Cluster analysis for demand model selection
Wednesday, July 9th, 2008[First, a note. The title kind of oversells the post. This isn't publishable material or about econometric theory at all, it's just about something I do in practice based on statistical intuition and some graduate-level knowledge of economic theory. I did spend my entire two years in graduate school (a real MSc. program, not an MBA) doing econometrics, which is why I'm comfortable appealing to statistical and economic intuition, not to mention aware of some huge gaping caveats. On the other hand, I don't know anything about the asymptotics of clustering algorithms (though I do know how algorithms work and that some asymptoptic theory for k-means is well-established). The thing is, I don't have time to do proper theoretical research right now. So this is all seat-of-the-pants advice.]
So, you’re stuck with the universal problem of econometrics: you don’t know how to specify your model — how to choose the equation you’ll estimate.
Maybe they’ve told you they want demand estimates, so accurate prediction takes priority over accurate elasticity estimation (though they do want elasticity estimates so they can do back-of-the-envelope calculations). You can’t just let unknown factors slip into the error on a FWL theorem invocation — you want good R^2, and not in an artificial way.

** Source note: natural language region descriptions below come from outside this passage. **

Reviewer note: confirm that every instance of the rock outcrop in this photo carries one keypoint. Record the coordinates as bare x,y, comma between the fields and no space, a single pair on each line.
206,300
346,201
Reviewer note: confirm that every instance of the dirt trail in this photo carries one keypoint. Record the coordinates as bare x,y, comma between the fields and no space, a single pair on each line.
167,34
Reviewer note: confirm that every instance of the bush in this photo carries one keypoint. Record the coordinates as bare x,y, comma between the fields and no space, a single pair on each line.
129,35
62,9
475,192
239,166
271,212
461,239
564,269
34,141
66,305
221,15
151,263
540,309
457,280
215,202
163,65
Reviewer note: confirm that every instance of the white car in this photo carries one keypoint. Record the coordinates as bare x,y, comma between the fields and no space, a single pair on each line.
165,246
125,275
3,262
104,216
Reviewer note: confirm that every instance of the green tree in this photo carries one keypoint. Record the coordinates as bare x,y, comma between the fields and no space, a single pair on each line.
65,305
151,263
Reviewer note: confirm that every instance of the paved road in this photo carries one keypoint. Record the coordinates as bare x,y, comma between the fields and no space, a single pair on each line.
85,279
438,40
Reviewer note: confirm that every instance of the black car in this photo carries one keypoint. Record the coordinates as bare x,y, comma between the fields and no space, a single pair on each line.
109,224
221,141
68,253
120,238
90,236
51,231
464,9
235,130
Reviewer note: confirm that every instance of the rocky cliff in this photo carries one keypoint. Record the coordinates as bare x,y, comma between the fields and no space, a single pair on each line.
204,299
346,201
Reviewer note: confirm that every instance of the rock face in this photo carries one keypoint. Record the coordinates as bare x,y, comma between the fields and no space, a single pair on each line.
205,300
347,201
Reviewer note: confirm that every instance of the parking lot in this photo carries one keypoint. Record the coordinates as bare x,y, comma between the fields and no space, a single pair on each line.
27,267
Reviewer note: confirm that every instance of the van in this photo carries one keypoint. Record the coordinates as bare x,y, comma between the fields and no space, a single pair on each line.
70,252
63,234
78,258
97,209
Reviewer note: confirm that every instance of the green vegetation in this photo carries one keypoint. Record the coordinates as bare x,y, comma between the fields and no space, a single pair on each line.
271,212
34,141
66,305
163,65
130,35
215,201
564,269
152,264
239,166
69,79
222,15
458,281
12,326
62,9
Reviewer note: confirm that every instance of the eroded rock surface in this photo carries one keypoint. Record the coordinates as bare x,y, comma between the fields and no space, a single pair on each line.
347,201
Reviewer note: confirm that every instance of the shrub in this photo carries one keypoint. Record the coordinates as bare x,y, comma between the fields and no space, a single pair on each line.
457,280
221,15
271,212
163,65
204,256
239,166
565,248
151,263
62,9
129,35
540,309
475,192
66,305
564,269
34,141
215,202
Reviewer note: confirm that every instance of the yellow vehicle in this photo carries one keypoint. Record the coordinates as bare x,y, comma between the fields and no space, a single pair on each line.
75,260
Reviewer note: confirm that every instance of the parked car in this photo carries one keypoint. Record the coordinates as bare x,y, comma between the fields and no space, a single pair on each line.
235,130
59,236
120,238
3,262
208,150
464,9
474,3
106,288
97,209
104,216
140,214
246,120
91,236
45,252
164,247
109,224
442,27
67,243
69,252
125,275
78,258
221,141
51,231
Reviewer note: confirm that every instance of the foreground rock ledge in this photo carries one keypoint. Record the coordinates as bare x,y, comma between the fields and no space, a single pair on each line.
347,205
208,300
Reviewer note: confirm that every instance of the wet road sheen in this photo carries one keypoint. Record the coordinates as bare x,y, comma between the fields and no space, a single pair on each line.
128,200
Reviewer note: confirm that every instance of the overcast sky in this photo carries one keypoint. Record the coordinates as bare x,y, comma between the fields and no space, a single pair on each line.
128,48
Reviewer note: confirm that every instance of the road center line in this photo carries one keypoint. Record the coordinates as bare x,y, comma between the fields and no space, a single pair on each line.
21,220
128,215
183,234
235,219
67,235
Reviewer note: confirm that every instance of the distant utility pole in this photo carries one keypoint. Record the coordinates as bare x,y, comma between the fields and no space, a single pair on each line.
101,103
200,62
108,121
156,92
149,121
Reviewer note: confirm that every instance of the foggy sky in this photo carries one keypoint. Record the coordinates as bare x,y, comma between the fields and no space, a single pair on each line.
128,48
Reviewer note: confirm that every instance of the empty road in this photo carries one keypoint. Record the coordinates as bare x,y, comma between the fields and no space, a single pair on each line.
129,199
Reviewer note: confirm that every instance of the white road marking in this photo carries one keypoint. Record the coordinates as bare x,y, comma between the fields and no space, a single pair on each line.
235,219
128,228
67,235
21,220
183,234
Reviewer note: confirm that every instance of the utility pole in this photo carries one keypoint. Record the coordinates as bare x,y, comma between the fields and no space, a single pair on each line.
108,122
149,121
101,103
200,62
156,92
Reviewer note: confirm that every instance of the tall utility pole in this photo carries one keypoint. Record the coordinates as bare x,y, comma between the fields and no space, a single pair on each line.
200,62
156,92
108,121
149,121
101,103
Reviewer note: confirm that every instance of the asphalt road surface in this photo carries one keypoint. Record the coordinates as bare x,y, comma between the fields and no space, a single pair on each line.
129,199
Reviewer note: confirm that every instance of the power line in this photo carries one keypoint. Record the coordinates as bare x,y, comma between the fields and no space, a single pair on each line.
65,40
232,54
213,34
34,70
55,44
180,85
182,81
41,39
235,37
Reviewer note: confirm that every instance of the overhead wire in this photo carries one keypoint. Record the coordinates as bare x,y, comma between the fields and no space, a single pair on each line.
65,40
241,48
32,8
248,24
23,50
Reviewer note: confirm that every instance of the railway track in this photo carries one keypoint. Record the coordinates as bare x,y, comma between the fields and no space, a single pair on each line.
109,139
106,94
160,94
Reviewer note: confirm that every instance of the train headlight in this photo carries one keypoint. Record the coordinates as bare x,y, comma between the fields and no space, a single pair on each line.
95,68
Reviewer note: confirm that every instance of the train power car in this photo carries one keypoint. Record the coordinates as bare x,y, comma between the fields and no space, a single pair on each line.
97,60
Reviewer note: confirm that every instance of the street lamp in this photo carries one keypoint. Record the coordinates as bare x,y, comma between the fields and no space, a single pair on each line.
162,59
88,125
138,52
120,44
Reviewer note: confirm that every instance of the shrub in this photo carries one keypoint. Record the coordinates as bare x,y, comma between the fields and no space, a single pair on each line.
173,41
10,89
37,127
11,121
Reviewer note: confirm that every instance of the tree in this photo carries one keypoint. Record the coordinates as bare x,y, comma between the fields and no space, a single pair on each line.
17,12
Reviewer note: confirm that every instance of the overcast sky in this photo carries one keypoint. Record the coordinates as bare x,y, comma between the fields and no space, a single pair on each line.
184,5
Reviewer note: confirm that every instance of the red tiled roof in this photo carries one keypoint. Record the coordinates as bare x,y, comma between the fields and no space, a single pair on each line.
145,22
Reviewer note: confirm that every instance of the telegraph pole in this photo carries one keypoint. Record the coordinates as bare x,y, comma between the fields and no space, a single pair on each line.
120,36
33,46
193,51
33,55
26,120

So you go — demand is a function of price, income and other stuff.
Now, we all know from our microeconomics courses (the real ones, that work you through Mas-Collel) that you can’t just go summing individual demands into a consistent (functional, where for every x there’s one and only one y) demand curve, unless you have all these fancy constraints on utility functions — most notably separability into a Gorman polar form.